Authors (year),* country | Study design | Patient no | Follow-up period | Post-transplant outcomes | Favour | Quality† |
Goldfarb-Rumyantzev et al (2005),41 USA | Cohort, retrospective database | 92 844 patients from USRDS database | 10 years (during 1990–1999) | PD was associated with shorter time on dialysis, better graft and patient survival | PD | Good |
Molnar et al (2011),40 USA | Cohort, retrospective database | 14 508 recipients (HD:12416, PD:2092) | 6 years (during 2001–2006) | PD with lower mortality rate, but no differences in DGF or death-censored graft survival after adjustment | PD | Fair |
Schwenger et al (2011),42 Germany | Cohort, multicentre | 57 315 recipients (HD: 45 651, PD: 11 664) | Median 5 years (during 1998–2007) | PD with lower all-cause mortality but similar graft survival | PD | Good |
Kramer et al (2012),39 the Netherlands | Cohort, retrospective database | 29 088 adult recipients from 16 European renal registries | Median 5 years (during 1999–2008) | PD was associated with better patient and graft survivals, but no longer significant after instrumental variable analysis | Non | Good |
López-Oliva et al (2013),12 Spain | Cohort, retrospective single-centre | 236 recipients (HD:118, PD:118) | Median 8.5 years (during 1990–2002) | PD has better long-term patient survival, but not graft survival in the multivariate analysis | PD | Fair |
Martins et al (2015),11 Portugal | Cohort, retrospective single centre | 158 recipients of pancreas-kidney transplantation (HD:119, PD:39) | Median 5.9 years (during 2000–2013) | PD with more intra-abdominal infection, leading to pancreas loss and renal thrombosis, with adverse impact on patient survival | HD | Fair |
Dipalma et al (2016),14 Spain | Cohort, retrospective single centre | 180 donor-matched recipients (HD:80, PD:80) | Median 73 months (during 1990–2007) | No significant difference in death-censored graft survival and patient survival after propensity-score adjustment | Non | Good |
Tang et al (2016),13 China | Meta-analysis | 12 studies, excluded children, sample <100 pts | – | PD conferred less DGF, better 5-year patient survival, but not graft survival | PD | Fair |
*The references are listed in the order of published year.

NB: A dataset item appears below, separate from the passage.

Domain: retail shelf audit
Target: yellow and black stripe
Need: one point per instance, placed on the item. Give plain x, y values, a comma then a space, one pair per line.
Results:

†Quality assessments were based on the Newcastle-Ottawa Scale for observational cohort studies and the Preferred Reporting Items for Systematic Reviews and Meta-Analyses tool for systemic review/meta-analysis. All studies were rated as ‘good, fair or poor’ according to fulfilment of applied assessment checklist.
DGF, delayed graft function; HD, haemodialysis; PD, peritoneal dialysis; USRDS, United States Renal Data System.